Ich schreibe dies vor allem vor dem Hintergrund, dass ich selbst meinem sehr freundlichen und fachlich absolut versierten Onkologen Details erst aus der Nase saugen musste, was die adjuvante Chemotherapie mit XELOX/ CAPOX angeht. Man läuft einfach Gefahr, wichtige Infos zu verpassen.

Was ist XELOX/ CAPOX?

Das Standart-Prozedere zur Behandlung von Darmkrebs in fortgeschrittenen Stadien ist die Gabe von Oxaliplatin, Folinsäure und Fluoracil (s.g. FOLFOX-Regime). Diese Medikamente hemmen das Wachstum sich schnell teilender Zellen, betreffen also vor allem Tumorzellen. XELOX/ CAPOX ist ein noch neues Regime, bei dem das Fluoracil in Tablettenform (Handelsname: Xeloda) gegeben wird. XELOX/ CAPOX ist laut zahlreichen Studien in der Mehrzahl der Fälle verträglicher als FOLFOX bei gleicher Wirkung.

Meine Ausgangslage

Mir wurde nach einer inneren Blutung in 03/11 ein Dickdarmtumor im aufsteigenden Dickdarm diagnostiziert (Erstdiagnose Dukes A). Eine OP (rechtsseitige Hemikolektomie, d.h. Entfernung dieses Dickdarmteils) wurde nötig. Während der OP wurde ein fortgeschritteneres Stadium festgestellt als ursprünglich vermutet (Dukes C). Der Operateur entschied sich für eine radikale, erweiterte rechtsseitige Hemikolektomie (entspricht Entfernung von etwa 1/3 Dickdarm + Entfernung des Dünndarmendes). Dabei wurde zusätzlich eine akute Blinddarmentzündung festgestellt.
Die OP verlief kompliziert und trotz speziell zertifiziertem OP-Personal waren gewisse Blutungen und eine Eröffnung des eiternden Blinddarmteils nicht zu verhindern.
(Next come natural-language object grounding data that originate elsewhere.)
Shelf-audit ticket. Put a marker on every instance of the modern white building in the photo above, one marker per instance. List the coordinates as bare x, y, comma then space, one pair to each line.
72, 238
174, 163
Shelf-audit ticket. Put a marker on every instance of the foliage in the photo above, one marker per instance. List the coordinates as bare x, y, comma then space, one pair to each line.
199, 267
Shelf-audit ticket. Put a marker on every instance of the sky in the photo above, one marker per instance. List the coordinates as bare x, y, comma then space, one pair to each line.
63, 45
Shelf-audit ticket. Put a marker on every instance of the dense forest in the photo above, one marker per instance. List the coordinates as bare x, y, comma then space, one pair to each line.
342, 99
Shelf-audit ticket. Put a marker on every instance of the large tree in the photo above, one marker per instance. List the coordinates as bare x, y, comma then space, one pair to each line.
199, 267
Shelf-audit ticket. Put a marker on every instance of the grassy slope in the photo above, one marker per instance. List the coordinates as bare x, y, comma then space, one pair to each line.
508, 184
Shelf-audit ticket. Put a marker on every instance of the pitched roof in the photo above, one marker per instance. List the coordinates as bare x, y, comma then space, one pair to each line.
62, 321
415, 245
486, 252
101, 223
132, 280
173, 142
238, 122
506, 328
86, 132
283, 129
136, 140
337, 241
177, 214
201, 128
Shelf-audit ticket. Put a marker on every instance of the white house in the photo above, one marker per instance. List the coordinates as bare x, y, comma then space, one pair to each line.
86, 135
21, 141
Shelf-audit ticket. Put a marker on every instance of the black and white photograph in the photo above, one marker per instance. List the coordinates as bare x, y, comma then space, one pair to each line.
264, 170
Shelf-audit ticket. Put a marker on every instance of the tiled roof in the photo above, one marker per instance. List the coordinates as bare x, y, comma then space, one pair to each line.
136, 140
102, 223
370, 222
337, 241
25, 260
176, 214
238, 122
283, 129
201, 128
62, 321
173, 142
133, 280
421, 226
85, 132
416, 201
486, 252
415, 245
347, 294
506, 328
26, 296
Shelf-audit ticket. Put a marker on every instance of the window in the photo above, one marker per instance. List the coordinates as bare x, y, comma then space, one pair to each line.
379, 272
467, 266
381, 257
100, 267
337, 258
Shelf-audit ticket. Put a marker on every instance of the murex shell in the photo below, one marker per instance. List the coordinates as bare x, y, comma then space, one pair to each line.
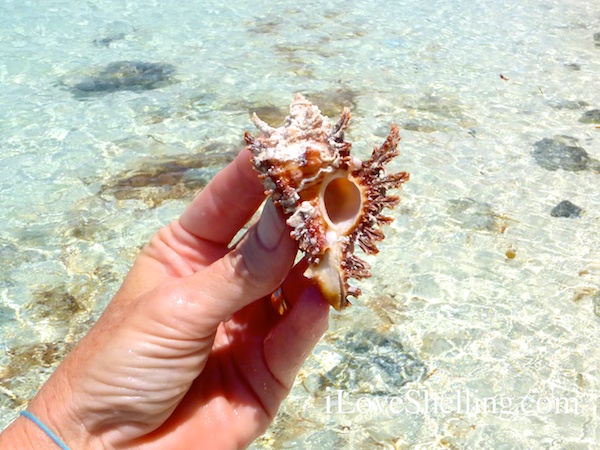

Als Enddiagnose wurde gestellt: pT3a PN1b (2/87) PL1 Pv0 G2 R0 nach der TMN-Klassifikation, d.h. ein mittelaggressiver Tumor im Stadium 3 mit Lymphknotenmetastasen, aber keinen Fernmetastasen. Aufgrund der Blutungen während der OP (hohes Verschleppungsrisiko) und einer Vielzahl von Darmpolypen galt ich als Hochrisikopatient und ließ mir eine adjuvante, also den Operationserfolg absichern sollende Chemotherapie empfehlen.

Chemotherapie

XELOX ist ein Regime, das mit der Gabe von Oxaliplatin intravenös beginnt und vom Patienten selbst mit der Einnahme der Xeloda-Tabletten über 2 Wochen fortgeführt wird. Danach erfolgt eine Woche Pause. Insgesamt finden mindestens 8 Wiederholungen statt (also mind. 6 Monate Behandlungsdauer). Die Alternative FOLFOX erfordert einen Port, was mich persönlich abschreckte. XELOX hingegen kann problemlos ambulant erfolgen.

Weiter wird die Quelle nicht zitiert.